Sunday, January 31, 2021

Monday, January 25, 2021: The conflict between Armenia and Azerbaijan


There has been little or no coverage in the US about the recent war in Nagorno-Karabakh, the conflict between Armenia and Azerbaijan over this disputed region. The territory is inhabited mostly by ethnic Armenians and the seven surrounding districts were inhabited mostly by Azerbaijanis. The present conflict began in back in 1988, when the Karabakh Armenians demanded that Karabakh be transferred from Soviet Azerbaijan to Soviet Armenia. That conflict escalated into a full-scale war in the early 1990s after the collapse of the Soviet Union. After a period of relative stability, the situation deteriorated into several periods of outright war. On September 27, 2020,  Armenia was attacked jointly by Azerbaijan and Turkey, deploying Turkish armament. Turkish partnership in the current war is set against the backdrop of the genocide of the Armenian people by Turkey and the rise and collapse of the Soviet Union and the so-called Cold War.

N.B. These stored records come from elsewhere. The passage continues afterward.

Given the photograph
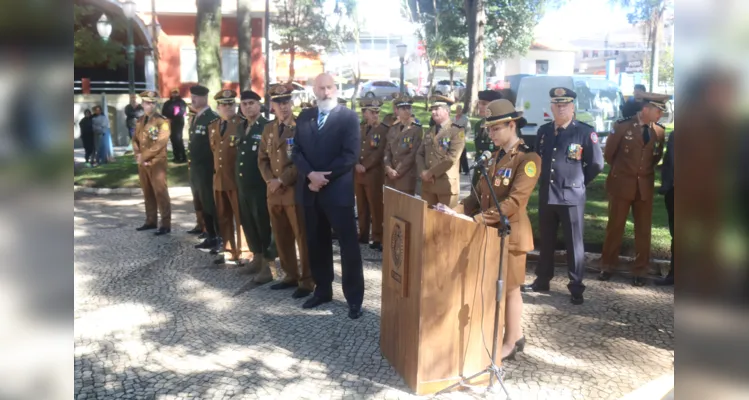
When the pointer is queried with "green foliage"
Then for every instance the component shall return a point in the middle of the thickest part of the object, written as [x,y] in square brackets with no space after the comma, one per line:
[89,49]
[300,26]
[510,24]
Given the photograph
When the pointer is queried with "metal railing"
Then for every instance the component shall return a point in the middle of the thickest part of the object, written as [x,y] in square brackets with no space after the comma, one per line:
[113,87]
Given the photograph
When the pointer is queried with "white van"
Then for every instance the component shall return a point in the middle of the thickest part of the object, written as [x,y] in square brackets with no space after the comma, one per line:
[598,102]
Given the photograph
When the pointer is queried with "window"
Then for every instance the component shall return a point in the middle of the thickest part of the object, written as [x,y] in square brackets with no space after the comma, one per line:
[229,65]
[188,65]
[542,67]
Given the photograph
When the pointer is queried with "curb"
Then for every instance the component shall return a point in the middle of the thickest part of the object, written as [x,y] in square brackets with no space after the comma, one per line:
[173,191]
[592,262]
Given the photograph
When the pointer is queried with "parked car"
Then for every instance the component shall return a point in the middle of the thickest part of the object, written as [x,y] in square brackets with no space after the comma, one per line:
[443,88]
[383,89]
[597,102]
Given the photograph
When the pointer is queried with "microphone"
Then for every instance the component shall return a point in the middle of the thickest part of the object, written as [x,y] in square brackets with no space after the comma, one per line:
[485,156]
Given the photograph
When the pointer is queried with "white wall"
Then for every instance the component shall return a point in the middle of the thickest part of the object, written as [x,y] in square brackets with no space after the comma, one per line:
[560,63]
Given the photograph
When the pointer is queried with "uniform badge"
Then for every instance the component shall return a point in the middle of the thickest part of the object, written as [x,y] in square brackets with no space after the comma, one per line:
[575,152]
[530,169]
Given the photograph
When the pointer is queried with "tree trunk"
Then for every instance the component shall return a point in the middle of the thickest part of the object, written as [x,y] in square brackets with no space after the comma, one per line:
[476,21]
[208,45]
[244,39]
[292,56]
[154,19]
[654,54]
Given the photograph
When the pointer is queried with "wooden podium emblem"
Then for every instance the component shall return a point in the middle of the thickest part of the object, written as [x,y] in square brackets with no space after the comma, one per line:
[399,254]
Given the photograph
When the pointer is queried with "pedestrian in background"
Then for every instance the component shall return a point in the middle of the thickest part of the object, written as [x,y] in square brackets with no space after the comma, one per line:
[175,109]
[102,137]
[87,135]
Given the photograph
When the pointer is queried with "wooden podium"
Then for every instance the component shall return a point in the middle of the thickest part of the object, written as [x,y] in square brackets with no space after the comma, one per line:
[432,290]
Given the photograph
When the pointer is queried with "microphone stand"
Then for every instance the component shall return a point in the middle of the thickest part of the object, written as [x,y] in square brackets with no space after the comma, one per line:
[493,370]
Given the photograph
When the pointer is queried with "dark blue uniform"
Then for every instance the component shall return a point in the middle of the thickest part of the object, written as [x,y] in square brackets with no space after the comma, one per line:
[570,159]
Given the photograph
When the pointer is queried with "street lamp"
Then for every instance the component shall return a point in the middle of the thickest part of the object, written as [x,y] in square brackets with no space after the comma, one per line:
[402,54]
[104,27]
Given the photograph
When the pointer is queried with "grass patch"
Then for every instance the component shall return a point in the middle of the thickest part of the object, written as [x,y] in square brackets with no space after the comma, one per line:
[123,173]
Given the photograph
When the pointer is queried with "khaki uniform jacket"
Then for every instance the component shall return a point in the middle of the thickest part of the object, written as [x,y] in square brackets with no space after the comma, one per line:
[632,161]
[224,153]
[403,140]
[274,160]
[373,142]
[439,153]
[151,137]
[513,177]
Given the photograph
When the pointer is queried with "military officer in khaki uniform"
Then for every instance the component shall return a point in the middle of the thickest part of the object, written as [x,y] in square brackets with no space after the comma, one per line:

Click on the link below for the recorded interview with Professor Gohar Shahnazaryan speaking to us from Armenia discussing the current situation in the Nagorno-Karabakh conflict and the history of Turkish genocide of Armenian people, the role of Stalin and the Soviet Union in the region, and the central military and ideological instigation by current Turkish regime of President Recip Erdogan. She also describes the work of women and feminists on the ground. They are holding the communities and families together during the crisis. The feminists are also practicing feminist diplomacy as happened between women in Kosova and Serbia during the war in the Balkans.

Dr Gohar Shahnazaryan is the Co-Founder and Director of Women’s Fund Armenia. She is also the Director of the Center for Gender and Leadership Studies at Yerevan State University. She holds PhD in Sociology from Yerevan State University. Professor Shahnazaryan was a visiting scholar at the School of Public Affairs at Arizona State University and at the Institute of Slavic, Eastern European and Eurasian Studies at UC.

For the past ten years Professor Shahnazaryan coordinated a number of large-scale projects on women and gender issues (such as projects on women’s leadership, development of referral mechanisms for the survivors of gender-based violence, educational projects on women’s rights, women and peacebuilding, development of feminist movement in Armenia, etc), and participated at various international, regional and local conferences, trainings and workshops on women’s rights and gender equality. She is an author of more than twenty publications on gender issues in Armenia.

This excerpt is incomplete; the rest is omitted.